Yes, I've seen the implementation. 

> Obviously we haven't yet figured out what are peoples' preferences in terms of
> "fill the holes and unshare the shared" vs. "only unshare the shared" vs. "only
> fill the holes".  It isn't that hard to add a FALLOC_FL_UNSHARE_FILL_HOLES flag
> that fills the holes while unsharing is going on.
> 
> Personally I suspect that the most interest is in filling holes and unsharing,
> because they don't want to pay for allocation at a critical stage for anywhere
> in the file.  But I could be wrong, so allowing both goals to be expressed via
> mode allows flexibility.

Exactly.  And a normal falloc should do just that - fill holes and
ensure that we don't need to COW already allocated locks.  So I don't
think we need a new fallocate interface for that.  The question is if we
want a copy interface that gives you the same semantics as if you also
called an fallocate on the destination range.  For that case we'd
usually want to avoid doing the clone and instead do a in-kernel or
hardware assisted copy and then fill the holes with unwritten extents.
--
To unsubscribe from this list: send the line "unsubscribe linux-nfs" in
the body of a message to majordomo@vger.kernel.org
More majordomo info at  http://vger.kernel.org/majordomo-info.html
Darrick J. Wong Oct. 14, 2015, 6:46 p.m. UTC | #6
On Tue, Oct 13, 2015 at 12:29:59AM -0700, Christoph Hellwig wrote:
> On Mon, Oct 12, 2015 at 04:41:06PM -0700, Darrick J. Wong wrote:
> > One of the patches in last week's XFS reflink patchbomb adds FALLOC_FL_UNSHARE
> > flag; at the moment it _only_ forces copy-on-write of shared blocks, and it
> > leaves holes alone.
> 
> Yes, I've seen the implementation. 
> 
> > Obviously we haven't yet figured out what are peoples' preferences in terms of
> > "fill the holes and unshare the shared" vs. "only unshare the shared" vs. "only
> > fill the holes".  It isn't that hard to add a FALLOC_FL_UNSHARE_FILL_HOLES flag
> > that fills the holes while unsharing is going on.
> > 
> > Personally I suspect that the most interest is in filling holes and unsharing,
> > because they don't want to pay for allocation at a critical stage for anywhere
> > in the file.  But I could be wrong, so allowing both goals to be expressed via
> > mode allows flexibility.
> 
> Exactly.  And a normal falloc should do just that - fill holes and
> ensure that we don't need to COW already allocated locks.  So I don't
> think we need a new fallocate interface for that.
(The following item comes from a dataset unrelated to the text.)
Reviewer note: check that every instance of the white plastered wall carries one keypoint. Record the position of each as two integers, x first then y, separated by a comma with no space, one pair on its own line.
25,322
The documentation for fallocate ought to be updated to include that as part of
guaranteeing that subsequent writes to the range won't fail due to ENOSPC,
shared blocks will be unshared.

Incidentally, btrfs leaves shared blocks alone.  OTOH, given that it's totally
COW it probably doesn't make sense to unshare blocks anyway... but maybe I
also don't want to dive into btrfs f-allocation behavior at this time. :)

Ok, so I'll rework the XFS funshare code into something that hangs off the
regular fallocate call, and get rid of the explicit 'funshare' bits.

> The question is if we
> want a copy interface that gives you the same semantics as if you also
> called an fallocate on the destination range.  For that case we'd
> usually want to avoid doing the clone and instead do a in-kernel or
> hardware assisted copy and then fill the holes with unwritten extents.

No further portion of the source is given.